Perhaps it is evolutionarily driven or perhaps it is the English literature major in me, but I am always drawn back to the deep symbolism of the human hand.
When I was studying in Sicily, we visited an old 1900’s museum where we were to learn to make bread the “old-fashioned” way. Before we began, one of my professors began to speak about the importance of working with your hands. Evolutionarily, he said, the complex brains that we have now developed due greatly to the use of our hands. We are one of the few creatures that came to have opposable thumbs, and were able, by that mutation, to use our hands in much more dexterous and intricate ways.
I am not an evolutionary scientist, nor do I claim to have a perfect memory in regards to the actual theory or science, but it makes sense to me to imagine that as our physical capabilities increased, our mental capabilities followed suit. I read somewhere recently that walking barefoot stimulates neurons in the brain, generating new neural connections and physically remapping it. I imagine that something similar happened as we began using our hands more and more.

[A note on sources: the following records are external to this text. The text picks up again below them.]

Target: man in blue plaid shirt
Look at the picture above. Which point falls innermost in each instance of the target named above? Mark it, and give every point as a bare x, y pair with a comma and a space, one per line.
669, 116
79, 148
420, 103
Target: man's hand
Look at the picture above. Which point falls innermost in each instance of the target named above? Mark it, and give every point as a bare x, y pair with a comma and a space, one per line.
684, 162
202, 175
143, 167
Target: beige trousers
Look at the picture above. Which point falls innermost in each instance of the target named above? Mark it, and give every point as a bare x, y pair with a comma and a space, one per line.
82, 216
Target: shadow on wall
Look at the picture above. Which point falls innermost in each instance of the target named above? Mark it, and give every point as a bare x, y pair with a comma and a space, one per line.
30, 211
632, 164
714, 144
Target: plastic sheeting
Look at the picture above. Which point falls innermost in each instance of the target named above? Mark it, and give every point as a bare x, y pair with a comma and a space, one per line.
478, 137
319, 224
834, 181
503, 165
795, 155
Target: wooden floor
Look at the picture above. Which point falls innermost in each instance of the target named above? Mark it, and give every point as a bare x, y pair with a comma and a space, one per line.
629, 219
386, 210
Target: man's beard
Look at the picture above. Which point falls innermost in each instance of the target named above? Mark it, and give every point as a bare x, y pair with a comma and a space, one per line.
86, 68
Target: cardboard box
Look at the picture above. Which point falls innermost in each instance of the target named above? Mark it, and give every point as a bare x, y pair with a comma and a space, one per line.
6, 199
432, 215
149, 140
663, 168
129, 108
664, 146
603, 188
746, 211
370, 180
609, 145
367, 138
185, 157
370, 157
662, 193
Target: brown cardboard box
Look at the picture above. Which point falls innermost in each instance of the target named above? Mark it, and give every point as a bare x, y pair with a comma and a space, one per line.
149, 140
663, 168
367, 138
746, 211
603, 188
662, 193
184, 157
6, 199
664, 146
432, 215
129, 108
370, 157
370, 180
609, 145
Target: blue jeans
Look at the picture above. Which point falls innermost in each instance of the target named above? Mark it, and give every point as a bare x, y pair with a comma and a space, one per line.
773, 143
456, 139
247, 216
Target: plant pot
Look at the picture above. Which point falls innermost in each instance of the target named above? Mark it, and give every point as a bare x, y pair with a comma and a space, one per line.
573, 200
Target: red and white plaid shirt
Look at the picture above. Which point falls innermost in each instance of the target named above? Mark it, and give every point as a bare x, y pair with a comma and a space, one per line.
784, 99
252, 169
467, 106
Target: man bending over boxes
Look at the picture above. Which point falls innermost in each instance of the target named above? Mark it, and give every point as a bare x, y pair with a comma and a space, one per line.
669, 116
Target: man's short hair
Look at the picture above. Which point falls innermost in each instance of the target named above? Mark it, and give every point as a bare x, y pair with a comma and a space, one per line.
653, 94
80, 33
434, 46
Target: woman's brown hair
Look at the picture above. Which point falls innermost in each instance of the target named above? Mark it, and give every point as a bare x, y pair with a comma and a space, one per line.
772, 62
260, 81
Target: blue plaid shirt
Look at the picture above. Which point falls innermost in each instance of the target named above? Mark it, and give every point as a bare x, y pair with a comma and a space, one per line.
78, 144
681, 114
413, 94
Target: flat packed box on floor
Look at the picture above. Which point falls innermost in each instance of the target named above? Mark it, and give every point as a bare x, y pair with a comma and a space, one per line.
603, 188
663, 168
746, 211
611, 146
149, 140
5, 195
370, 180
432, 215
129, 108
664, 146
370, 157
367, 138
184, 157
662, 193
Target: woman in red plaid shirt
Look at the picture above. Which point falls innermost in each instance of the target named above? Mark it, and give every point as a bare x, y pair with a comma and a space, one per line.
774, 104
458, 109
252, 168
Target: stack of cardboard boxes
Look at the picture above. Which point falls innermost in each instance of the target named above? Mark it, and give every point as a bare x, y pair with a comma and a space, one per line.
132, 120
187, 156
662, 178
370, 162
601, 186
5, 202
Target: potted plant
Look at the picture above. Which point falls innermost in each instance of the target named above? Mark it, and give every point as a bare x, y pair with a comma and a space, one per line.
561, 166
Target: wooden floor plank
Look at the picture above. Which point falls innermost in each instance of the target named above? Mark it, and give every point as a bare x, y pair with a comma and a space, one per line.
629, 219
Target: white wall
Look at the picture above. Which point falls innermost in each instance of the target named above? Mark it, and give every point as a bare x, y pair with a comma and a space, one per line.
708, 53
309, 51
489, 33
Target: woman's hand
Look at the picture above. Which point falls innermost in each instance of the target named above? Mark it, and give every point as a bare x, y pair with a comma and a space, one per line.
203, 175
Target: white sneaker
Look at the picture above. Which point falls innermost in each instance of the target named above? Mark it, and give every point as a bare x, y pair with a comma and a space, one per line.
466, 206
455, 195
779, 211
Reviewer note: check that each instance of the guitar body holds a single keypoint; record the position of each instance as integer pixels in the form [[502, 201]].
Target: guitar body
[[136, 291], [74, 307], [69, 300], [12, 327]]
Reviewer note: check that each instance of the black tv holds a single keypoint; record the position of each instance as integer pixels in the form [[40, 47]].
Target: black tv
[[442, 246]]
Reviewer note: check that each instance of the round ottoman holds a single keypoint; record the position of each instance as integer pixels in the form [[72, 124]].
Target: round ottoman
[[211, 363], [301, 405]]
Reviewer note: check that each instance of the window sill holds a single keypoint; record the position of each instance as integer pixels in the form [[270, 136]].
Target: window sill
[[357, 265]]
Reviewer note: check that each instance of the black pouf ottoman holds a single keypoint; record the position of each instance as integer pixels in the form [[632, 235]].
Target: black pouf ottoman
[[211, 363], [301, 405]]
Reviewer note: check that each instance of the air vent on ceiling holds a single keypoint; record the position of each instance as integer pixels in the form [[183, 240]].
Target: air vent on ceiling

As my professor painted this picture of humanity’s neural development, I could not help but think of all of the ways we use our hands and how suggestive they are of our conception of our own humanity. I type these words using dexterity that few other creatures have. We write, we draw, we build, we cook and, yes you guessed I was coming to it, we grow. We plunge our hands back into the earth from whence they came, we plant seeds, nurture and and then harvest them. With our hands we gather our bounty and feed our families, our loved ones, our entire communities.
Working with our hands does not only allow for creativity, it perpetuates it. It stimulates us intellectually, drawing us back to our humanity. So much in the world is moving towards ease, automation, hands-free for the sake of luxury, but sacrificing personal connection.
Yes, when I think of hands, I realize that we must continue to hold on to our humanity. To dig in, get our fingernails dirty and grow something, build something towards the future without giving up the true texture of life.